Мимо платформы в сторону Владимира медленно тянется товарный состав.
— А что, если?..
— Давай сначала спросим!
Когда тепловоз поравнялся с нами, я окликнул машиниста, благодушно улыбающегося в открытое окно кабины:
— До Владимира доедете?
— А как же, — ответил тот.
— А во Владимире остановитесь?
— А как же!
— А нам можно с вами? — Я уже двигался по платформе вслед за окном кабины.

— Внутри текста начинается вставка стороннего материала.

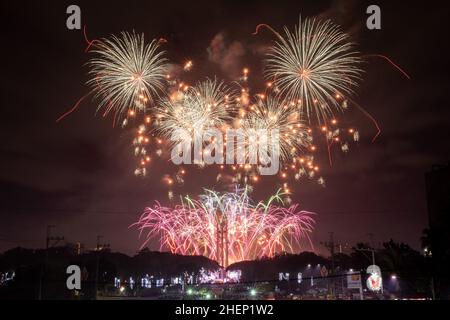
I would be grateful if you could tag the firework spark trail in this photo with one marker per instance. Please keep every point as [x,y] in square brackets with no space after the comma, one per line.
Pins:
[74,108]
[251,231]
[124,69]
[392,63]
[312,65]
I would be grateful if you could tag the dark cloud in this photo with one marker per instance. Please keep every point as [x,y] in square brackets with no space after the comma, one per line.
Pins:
[78,174]
[227,55]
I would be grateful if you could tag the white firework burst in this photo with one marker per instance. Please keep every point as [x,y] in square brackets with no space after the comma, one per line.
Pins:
[314,66]
[126,73]
[272,114]
[203,107]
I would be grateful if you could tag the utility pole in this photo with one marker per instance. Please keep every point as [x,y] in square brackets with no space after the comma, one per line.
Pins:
[49,242]
[99,248]
[330,245]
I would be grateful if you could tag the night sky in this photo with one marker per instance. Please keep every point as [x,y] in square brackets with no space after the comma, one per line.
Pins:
[78,174]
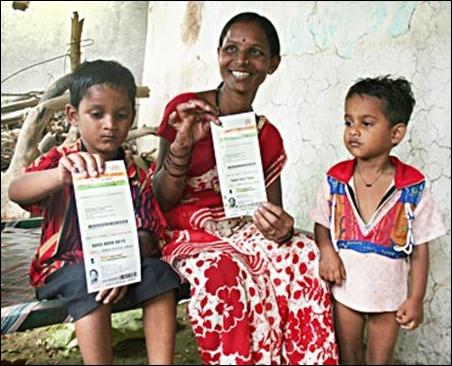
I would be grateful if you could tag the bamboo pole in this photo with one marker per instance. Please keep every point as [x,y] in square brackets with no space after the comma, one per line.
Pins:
[76,35]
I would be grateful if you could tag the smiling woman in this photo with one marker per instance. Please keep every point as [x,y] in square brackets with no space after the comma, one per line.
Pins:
[246,306]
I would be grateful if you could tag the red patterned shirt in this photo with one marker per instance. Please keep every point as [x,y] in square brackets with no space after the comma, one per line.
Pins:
[60,238]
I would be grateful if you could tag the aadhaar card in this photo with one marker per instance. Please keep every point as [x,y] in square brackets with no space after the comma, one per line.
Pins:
[108,229]
[239,164]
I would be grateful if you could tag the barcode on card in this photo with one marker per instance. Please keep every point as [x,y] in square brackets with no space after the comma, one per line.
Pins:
[128,275]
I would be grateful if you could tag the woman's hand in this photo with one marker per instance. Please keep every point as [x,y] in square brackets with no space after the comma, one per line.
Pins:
[331,267]
[192,120]
[273,222]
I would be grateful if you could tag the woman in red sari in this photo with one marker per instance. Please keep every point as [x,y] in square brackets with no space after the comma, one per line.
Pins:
[256,294]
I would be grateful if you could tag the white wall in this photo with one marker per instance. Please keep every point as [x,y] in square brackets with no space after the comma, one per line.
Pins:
[118,29]
[326,46]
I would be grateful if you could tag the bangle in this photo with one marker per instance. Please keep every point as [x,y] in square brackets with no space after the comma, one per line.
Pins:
[175,175]
[288,236]
[170,152]
[176,165]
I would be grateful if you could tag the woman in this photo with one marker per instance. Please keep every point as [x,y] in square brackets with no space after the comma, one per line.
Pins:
[256,296]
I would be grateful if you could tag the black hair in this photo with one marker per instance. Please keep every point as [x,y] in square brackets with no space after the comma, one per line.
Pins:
[264,23]
[100,72]
[395,94]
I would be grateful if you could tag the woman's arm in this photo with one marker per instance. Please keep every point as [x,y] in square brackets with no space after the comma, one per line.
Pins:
[169,179]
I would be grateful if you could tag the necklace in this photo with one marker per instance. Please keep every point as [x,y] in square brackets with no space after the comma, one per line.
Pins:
[367,184]
[217,98]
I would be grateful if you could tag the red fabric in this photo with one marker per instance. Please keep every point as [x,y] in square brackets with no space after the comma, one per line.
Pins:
[253,301]
[60,238]
[203,161]
[405,175]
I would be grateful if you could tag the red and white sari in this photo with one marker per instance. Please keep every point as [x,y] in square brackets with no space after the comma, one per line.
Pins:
[253,301]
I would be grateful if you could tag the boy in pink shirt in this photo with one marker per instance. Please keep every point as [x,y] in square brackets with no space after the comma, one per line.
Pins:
[373,219]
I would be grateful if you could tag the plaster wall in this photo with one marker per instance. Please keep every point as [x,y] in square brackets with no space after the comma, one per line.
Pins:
[327,46]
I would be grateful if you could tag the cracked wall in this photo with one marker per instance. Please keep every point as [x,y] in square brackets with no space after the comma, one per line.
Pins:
[326,46]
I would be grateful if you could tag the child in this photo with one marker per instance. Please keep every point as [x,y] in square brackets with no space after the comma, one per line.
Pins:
[373,219]
[103,108]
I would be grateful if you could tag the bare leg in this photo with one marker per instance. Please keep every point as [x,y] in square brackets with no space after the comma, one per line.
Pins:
[349,331]
[94,337]
[160,328]
[381,338]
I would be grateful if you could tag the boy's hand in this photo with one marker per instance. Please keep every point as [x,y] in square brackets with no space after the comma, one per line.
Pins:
[273,222]
[410,314]
[149,244]
[112,295]
[83,162]
[331,267]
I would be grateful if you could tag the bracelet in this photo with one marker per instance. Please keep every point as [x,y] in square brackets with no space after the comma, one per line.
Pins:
[175,175]
[288,236]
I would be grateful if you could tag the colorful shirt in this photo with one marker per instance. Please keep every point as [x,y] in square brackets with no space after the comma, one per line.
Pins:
[376,254]
[60,238]
[253,301]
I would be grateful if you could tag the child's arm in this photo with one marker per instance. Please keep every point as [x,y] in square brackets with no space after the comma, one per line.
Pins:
[32,187]
[149,244]
[331,266]
[411,312]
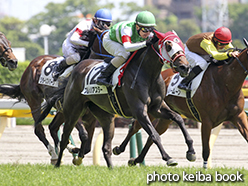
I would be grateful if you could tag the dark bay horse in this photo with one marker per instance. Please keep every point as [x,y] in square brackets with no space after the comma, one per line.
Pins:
[219,98]
[7,58]
[137,98]
[34,93]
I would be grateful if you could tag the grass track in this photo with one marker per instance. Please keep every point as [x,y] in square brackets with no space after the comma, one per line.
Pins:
[42,174]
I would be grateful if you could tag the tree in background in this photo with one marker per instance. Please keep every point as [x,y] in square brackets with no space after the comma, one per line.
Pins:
[14,30]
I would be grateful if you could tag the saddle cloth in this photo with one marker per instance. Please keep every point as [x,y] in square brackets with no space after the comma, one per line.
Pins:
[175,81]
[91,88]
[47,71]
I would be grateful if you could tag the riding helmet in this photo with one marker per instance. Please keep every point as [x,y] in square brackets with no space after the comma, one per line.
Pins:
[103,15]
[145,18]
[223,35]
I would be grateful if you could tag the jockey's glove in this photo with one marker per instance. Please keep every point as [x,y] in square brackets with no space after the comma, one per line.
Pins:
[151,41]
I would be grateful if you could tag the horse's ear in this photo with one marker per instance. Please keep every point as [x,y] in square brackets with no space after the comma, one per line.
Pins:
[159,34]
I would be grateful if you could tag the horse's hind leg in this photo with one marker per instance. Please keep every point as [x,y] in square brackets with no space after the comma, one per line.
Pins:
[54,128]
[140,112]
[167,113]
[106,120]
[89,122]
[71,115]
[134,129]
[242,124]
[161,127]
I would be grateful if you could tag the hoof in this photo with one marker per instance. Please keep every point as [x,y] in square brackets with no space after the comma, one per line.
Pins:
[131,162]
[190,156]
[205,165]
[172,162]
[77,161]
[53,161]
[116,150]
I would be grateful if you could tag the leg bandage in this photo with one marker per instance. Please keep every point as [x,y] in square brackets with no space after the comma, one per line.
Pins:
[118,61]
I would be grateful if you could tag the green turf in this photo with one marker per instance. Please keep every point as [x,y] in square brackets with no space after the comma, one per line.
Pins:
[69,175]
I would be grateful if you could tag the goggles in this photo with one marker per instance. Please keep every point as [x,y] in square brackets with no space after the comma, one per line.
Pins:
[146,29]
[222,44]
[105,23]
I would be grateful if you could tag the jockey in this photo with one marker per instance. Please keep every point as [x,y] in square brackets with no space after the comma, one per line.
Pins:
[125,37]
[78,39]
[206,45]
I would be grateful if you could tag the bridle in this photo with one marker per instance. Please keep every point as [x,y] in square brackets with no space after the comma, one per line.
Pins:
[3,59]
[172,59]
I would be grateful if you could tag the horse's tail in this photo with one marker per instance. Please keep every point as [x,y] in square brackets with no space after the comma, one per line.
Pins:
[12,91]
[47,106]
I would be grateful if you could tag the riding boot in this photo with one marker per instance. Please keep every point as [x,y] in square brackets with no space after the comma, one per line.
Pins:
[185,82]
[105,76]
[59,69]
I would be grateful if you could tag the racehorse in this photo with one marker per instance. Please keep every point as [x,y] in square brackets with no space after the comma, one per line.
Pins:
[219,98]
[7,58]
[34,93]
[141,92]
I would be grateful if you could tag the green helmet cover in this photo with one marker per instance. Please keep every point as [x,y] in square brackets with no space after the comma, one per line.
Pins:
[145,18]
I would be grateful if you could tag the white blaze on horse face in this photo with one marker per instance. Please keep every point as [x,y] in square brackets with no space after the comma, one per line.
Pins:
[175,48]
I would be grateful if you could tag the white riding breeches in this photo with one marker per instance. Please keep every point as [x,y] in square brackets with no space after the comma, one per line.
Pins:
[71,56]
[195,59]
[114,48]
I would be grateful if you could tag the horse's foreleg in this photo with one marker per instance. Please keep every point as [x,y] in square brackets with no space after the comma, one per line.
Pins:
[106,120]
[142,117]
[134,129]
[89,122]
[167,113]
[205,134]
[161,127]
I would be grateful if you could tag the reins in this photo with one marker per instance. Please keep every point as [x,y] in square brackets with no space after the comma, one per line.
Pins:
[100,44]
[246,71]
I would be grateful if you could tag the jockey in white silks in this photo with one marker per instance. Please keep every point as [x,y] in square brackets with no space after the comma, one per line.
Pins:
[77,39]
[210,44]
[125,37]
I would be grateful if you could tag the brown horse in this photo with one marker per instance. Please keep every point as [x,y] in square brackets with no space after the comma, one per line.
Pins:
[219,98]
[34,93]
[142,92]
[7,58]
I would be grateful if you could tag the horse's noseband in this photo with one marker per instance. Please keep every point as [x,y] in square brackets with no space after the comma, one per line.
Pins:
[3,60]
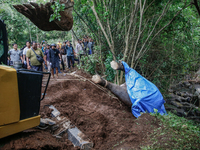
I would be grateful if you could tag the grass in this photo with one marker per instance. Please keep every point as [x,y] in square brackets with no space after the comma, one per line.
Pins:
[175,133]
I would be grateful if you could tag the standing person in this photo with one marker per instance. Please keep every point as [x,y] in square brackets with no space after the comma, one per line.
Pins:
[64,56]
[85,43]
[90,46]
[54,56]
[30,55]
[14,55]
[28,46]
[70,54]
[47,60]
[60,44]
[39,46]
[79,49]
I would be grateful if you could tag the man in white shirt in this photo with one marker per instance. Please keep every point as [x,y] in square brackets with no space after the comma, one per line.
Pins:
[28,46]
[14,55]
[79,49]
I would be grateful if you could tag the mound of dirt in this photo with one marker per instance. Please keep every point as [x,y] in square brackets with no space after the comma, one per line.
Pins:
[107,122]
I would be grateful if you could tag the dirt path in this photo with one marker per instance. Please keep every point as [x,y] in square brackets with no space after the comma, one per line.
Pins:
[107,122]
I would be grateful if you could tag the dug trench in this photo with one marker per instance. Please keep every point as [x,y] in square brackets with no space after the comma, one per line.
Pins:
[107,122]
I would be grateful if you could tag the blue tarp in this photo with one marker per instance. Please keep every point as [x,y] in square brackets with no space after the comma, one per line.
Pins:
[144,95]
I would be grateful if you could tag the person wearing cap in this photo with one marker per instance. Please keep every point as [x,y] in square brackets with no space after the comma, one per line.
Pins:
[63,54]
[70,54]
[30,55]
[46,56]
[79,49]
[14,55]
[54,56]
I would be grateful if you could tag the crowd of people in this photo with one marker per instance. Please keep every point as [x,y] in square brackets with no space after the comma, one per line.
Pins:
[52,58]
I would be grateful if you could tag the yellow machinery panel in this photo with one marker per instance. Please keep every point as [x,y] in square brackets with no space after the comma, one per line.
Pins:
[19,126]
[9,96]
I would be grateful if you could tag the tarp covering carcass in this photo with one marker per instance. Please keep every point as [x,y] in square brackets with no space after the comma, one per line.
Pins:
[144,95]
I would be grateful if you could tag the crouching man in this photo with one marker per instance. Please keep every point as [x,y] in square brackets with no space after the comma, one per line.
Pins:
[140,94]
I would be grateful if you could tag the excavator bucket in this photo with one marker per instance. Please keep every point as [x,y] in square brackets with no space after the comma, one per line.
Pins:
[40,14]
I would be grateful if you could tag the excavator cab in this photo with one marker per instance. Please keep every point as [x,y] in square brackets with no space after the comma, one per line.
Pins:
[20,93]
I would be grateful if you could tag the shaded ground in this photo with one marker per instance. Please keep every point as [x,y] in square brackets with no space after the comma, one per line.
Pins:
[107,122]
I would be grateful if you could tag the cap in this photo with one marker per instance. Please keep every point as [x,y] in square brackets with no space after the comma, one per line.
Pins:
[53,45]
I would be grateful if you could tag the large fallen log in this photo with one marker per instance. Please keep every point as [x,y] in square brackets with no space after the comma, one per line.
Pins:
[40,14]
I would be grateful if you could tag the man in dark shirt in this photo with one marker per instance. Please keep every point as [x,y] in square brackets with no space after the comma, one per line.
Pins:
[64,56]
[70,54]
[46,53]
[54,57]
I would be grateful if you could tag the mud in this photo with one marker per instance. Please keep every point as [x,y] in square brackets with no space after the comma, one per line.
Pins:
[107,122]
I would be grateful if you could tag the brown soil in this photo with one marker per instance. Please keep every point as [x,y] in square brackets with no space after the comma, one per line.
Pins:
[107,122]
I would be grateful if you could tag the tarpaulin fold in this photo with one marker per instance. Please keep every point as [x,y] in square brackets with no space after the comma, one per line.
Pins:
[144,95]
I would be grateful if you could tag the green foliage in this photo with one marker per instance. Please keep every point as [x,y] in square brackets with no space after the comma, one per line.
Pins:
[57,8]
[175,133]
[109,71]
[89,62]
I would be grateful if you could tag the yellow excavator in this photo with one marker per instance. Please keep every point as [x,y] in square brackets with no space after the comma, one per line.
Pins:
[20,89]
[20,93]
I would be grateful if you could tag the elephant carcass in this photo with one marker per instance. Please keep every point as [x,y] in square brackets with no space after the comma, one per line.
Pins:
[40,14]
[139,93]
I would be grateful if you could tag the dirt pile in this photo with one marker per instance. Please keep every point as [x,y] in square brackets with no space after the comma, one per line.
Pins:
[104,119]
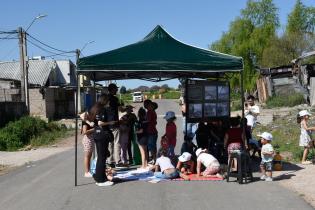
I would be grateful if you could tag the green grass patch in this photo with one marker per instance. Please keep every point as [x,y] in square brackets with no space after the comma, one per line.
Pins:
[285,101]
[171,95]
[286,136]
[20,133]
[49,137]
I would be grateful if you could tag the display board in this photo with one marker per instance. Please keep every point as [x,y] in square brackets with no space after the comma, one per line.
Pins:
[207,100]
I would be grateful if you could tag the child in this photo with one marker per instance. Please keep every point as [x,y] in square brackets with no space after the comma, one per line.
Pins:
[151,129]
[87,141]
[305,137]
[167,170]
[142,137]
[170,132]
[185,164]
[132,119]
[211,163]
[267,153]
[124,130]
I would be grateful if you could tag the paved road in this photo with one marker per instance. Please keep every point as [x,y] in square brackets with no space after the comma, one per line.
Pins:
[49,184]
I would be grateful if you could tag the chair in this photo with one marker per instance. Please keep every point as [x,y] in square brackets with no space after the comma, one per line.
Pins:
[244,169]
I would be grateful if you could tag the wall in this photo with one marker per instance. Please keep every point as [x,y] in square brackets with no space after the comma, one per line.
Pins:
[10,111]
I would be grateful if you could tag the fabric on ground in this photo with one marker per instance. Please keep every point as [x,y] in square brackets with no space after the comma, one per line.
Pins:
[193,177]
[141,175]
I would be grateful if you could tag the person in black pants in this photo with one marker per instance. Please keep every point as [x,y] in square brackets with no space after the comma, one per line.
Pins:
[102,135]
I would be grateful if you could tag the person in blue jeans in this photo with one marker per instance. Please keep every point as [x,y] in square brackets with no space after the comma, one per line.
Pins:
[164,168]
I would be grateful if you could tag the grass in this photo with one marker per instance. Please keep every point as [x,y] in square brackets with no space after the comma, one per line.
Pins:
[50,137]
[29,131]
[285,101]
[286,135]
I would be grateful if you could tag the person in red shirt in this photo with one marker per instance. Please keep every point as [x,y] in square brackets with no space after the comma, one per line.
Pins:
[170,132]
[151,129]
[234,138]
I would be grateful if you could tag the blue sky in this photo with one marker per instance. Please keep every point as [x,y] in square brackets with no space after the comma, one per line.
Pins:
[111,24]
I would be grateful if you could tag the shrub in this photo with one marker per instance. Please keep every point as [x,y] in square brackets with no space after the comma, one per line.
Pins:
[288,101]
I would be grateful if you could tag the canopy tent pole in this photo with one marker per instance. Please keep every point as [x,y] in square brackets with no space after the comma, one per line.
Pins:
[185,102]
[242,95]
[76,133]
[76,122]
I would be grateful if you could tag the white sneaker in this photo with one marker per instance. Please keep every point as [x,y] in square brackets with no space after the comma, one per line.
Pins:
[88,175]
[263,177]
[104,184]
[268,179]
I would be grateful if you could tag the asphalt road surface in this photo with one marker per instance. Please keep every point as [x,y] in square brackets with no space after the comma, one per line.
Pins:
[49,185]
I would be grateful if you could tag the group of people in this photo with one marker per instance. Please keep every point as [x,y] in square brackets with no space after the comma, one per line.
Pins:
[113,134]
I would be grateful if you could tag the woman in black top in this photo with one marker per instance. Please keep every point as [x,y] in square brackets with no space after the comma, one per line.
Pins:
[142,137]
[102,135]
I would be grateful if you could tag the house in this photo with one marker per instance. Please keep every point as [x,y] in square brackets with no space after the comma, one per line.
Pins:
[51,87]
[285,81]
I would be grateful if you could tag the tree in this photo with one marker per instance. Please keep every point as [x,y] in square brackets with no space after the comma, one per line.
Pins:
[123,90]
[301,20]
[248,36]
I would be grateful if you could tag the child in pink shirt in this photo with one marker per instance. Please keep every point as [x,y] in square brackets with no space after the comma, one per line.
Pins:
[171,132]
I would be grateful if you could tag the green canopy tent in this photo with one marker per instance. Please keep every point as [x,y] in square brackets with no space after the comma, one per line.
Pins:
[157,57]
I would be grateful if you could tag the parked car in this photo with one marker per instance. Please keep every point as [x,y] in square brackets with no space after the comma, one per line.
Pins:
[137,97]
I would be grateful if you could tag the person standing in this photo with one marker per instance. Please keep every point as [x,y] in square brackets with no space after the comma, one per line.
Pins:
[251,111]
[151,130]
[170,132]
[305,136]
[114,107]
[267,153]
[102,136]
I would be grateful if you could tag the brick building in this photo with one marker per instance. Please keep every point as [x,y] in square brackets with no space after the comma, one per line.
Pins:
[51,87]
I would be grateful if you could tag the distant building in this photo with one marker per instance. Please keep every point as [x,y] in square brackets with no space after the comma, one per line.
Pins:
[51,87]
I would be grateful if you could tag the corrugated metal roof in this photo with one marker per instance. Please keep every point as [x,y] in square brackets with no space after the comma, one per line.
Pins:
[39,71]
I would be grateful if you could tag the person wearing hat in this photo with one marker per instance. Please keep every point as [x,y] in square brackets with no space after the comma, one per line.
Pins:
[151,129]
[210,162]
[170,132]
[267,153]
[132,119]
[185,164]
[114,107]
[305,136]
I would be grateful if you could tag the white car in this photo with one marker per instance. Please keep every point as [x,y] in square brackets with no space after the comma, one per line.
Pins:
[137,97]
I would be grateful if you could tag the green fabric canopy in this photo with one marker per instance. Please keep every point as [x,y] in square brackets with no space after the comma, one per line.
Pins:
[158,56]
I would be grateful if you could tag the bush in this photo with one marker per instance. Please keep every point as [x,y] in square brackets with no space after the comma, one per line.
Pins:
[287,101]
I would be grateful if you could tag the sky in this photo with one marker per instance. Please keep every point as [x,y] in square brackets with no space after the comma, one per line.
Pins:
[102,25]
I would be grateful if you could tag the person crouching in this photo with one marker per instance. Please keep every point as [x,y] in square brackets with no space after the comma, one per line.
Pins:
[211,163]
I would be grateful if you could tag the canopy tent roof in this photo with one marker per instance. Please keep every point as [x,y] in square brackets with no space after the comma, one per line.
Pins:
[156,57]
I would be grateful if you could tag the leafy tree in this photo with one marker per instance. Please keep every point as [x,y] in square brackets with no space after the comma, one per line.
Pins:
[301,19]
[165,86]
[123,90]
[247,37]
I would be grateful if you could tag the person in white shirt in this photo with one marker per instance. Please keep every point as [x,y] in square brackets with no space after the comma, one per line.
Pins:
[211,163]
[251,111]
[164,168]
[267,154]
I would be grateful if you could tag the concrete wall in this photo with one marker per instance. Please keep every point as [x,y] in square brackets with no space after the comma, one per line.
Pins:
[10,111]
[37,103]
[10,95]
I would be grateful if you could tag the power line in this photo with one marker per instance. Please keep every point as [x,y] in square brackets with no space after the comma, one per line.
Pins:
[63,51]
[52,54]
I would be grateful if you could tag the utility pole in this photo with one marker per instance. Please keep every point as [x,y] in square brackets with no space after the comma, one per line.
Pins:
[26,64]
[22,70]
[77,52]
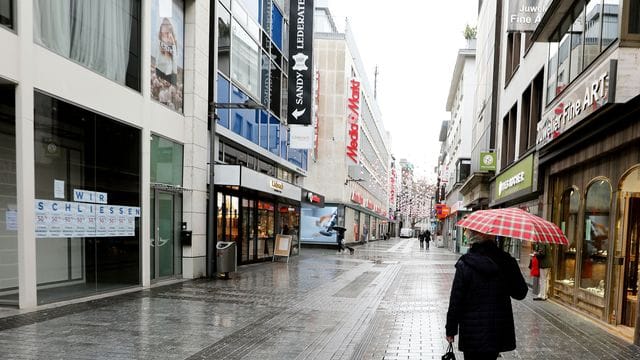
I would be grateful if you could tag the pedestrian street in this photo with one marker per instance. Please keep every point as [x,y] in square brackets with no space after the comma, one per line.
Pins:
[387,301]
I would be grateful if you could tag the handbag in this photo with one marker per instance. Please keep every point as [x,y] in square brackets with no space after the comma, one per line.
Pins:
[449,355]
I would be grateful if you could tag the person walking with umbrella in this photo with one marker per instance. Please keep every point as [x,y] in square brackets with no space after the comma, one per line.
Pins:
[480,310]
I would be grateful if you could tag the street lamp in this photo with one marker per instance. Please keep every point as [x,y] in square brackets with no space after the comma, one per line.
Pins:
[211,204]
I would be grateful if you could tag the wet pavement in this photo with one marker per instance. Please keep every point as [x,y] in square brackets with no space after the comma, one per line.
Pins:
[388,301]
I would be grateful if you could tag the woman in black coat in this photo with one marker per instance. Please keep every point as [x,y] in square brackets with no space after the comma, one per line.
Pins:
[480,304]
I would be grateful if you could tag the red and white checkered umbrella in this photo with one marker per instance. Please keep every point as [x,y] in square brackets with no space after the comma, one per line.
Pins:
[514,223]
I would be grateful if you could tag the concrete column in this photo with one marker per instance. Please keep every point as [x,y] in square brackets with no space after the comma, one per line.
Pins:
[145,173]
[196,109]
[25,170]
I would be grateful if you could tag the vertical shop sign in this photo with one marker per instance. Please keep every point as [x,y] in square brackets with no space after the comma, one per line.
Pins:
[167,52]
[525,15]
[353,115]
[301,62]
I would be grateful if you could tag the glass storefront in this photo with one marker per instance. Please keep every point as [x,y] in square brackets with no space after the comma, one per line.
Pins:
[596,238]
[87,188]
[8,200]
[566,259]
[252,223]
[166,207]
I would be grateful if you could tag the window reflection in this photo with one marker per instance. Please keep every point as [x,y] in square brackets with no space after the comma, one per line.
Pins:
[596,237]
[569,205]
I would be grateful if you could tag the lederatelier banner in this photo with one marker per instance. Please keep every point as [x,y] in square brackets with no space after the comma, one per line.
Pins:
[300,63]
[525,15]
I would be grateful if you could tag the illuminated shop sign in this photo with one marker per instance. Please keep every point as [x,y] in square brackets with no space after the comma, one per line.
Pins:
[586,98]
[276,185]
[516,178]
[357,198]
[353,116]
[300,62]
[525,15]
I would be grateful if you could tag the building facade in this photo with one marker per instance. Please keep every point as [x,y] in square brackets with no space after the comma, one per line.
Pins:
[352,145]
[588,154]
[456,164]
[475,190]
[258,176]
[103,146]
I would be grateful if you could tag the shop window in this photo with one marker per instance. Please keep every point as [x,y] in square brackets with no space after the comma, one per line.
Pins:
[596,237]
[593,31]
[245,60]
[513,54]
[224,87]
[509,137]
[266,229]
[224,41]
[552,71]
[166,161]
[87,189]
[6,13]
[276,27]
[284,140]
[110,47]
[568,209]
[577,45]
[167,53]
[563,63]
[275,90]
[265,70]
[634,17]
[264,129]
[274,135]
[610,21]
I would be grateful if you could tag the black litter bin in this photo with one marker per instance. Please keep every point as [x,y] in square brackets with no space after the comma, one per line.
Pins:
[226,257]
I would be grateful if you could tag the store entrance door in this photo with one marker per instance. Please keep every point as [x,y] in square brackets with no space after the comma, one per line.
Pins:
[632,235]
[166,254]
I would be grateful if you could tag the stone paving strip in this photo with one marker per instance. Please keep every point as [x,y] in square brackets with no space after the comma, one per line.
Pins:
[388,301]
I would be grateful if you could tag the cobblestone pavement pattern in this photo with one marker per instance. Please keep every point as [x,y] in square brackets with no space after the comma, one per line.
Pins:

— Нельзя, конечно. Ну ладно, только садитесь на последнюю площадку. Я разгоняться пока не буду.
Дождались площадки последнего вагона. Леша прыгнул на подножку. Я передал ему вещи, прыгнул сам — и мы едем во Владимир.
Стало заметно холодать. Все же в битком набитой электричке гораздо теплее. Солнце светило прямо в лицо, бодро убегали назад рельсы.
— Ехать все же лучше, чем ждать, — философски изрек Леша.
— Конечно, лучше, только едем чего-то медленно.
— Ну ничего, главное — едем. Кстати, жалко — не взял телогрейку.
— Хорошо сделал! На этой олимпиаде и так вся комиссия косилась на наши кеды, а если б еще и телогрейки…
Лет через десять после нашего путешествия появился мультфильм про Чебурашку и Крокодила Гену. Герои фильма, обездоленные вредоносной старухой Шапокляк, вынуждены были путешествовать на крыше последнего вагона. Мне кажется, что автор подсмотрел эту ситуацию где-то на перегоне между станцией Петушки и городом Владимиром, творчески переосмыслил ее, пересадив своих героев на крышу и вручив Крокодилу гармошку.